ROHF and ROKS (restricted open-shell SCF)

vibe-qc has two mean-field references for open-shell molecules: the unrestricted family (UHF / UKS) and the restricted open-shell family (ROHF / ROKS) documented here. Both describe the same radical or high-spin state; they differ in one decision: whether the α and β electrons are allowed independent spatial orbitals.

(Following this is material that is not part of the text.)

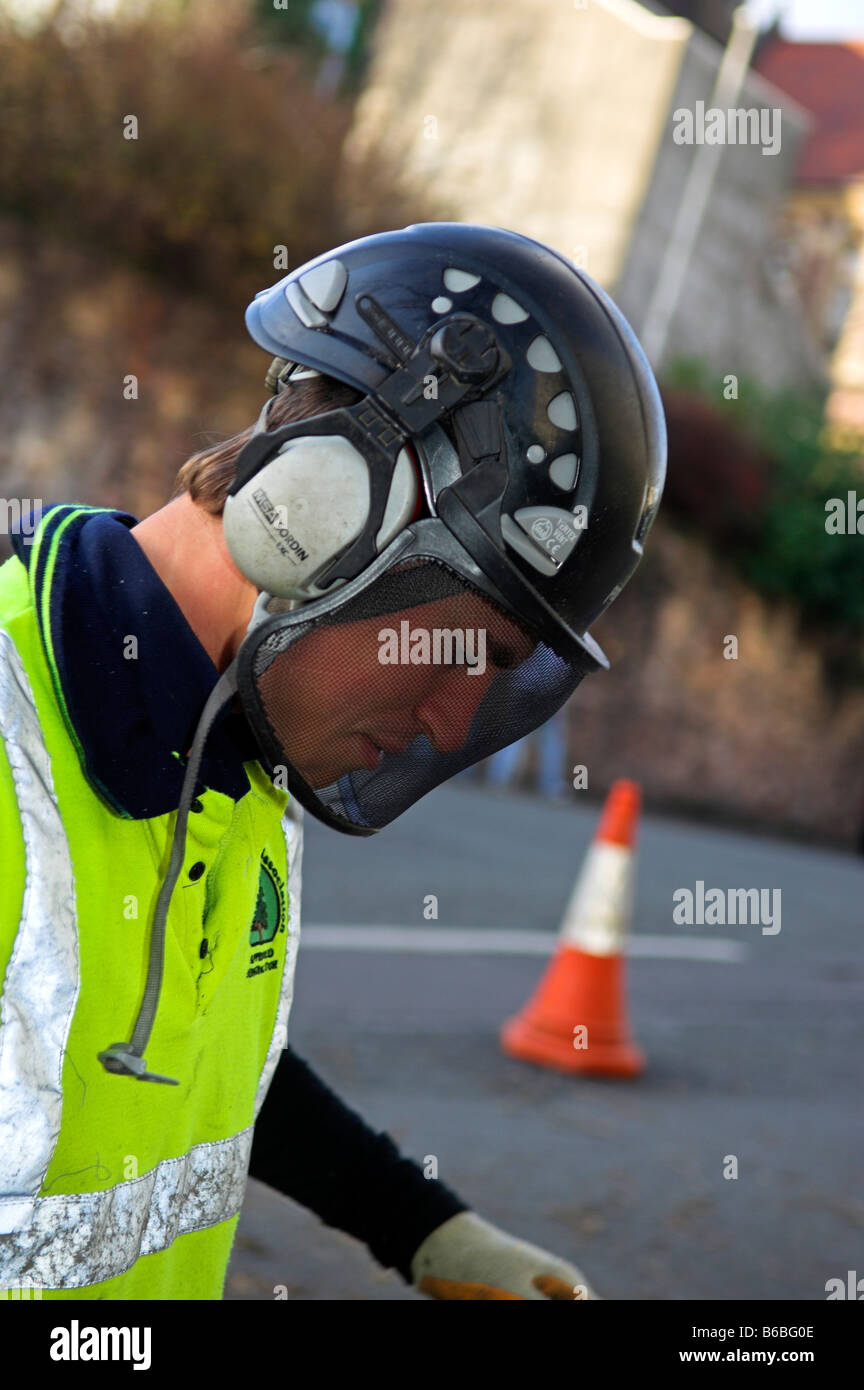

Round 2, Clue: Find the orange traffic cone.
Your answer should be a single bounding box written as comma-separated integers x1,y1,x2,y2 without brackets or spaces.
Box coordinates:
501,781,645,1076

This page is the dedicated reference for ROHF/ROKS: when to pick them over UHF/UKS, how to run them, and what gradient/optimisation/post-SCF support exists. For the broader open-shell setup (multiplicity, charge) see molecules.md; for the Fock-build modes that apply to every SCF method see scf_modes.md.

When to use ROHF vs UHF

UHF / UKS (unrestricted)

ROHF / ROKS (restricted open shell)

Spatial orbitals

independent α and β sets

one common set: closed + open + virtual

Spin purity

not a spin eigenfunction; ⟨S²⟩ deviates from S(S+1) (spin contamination)

spin-pure by construction: ⟨S²⟩ = S(S+1) exactly

Energy

variationally lowest single determinant

slightly higher than UHF (extra orbital constraint)

Best for

quick open-shell SCF, bond breaking / strong static correlation where symmetry breaking is wanted

spin-pure references for post-HF (ROHF-MP2 / ROHF-CC), a clean CAS starting point, and properties sensitive to spin contamination (hyperfine, spin densities)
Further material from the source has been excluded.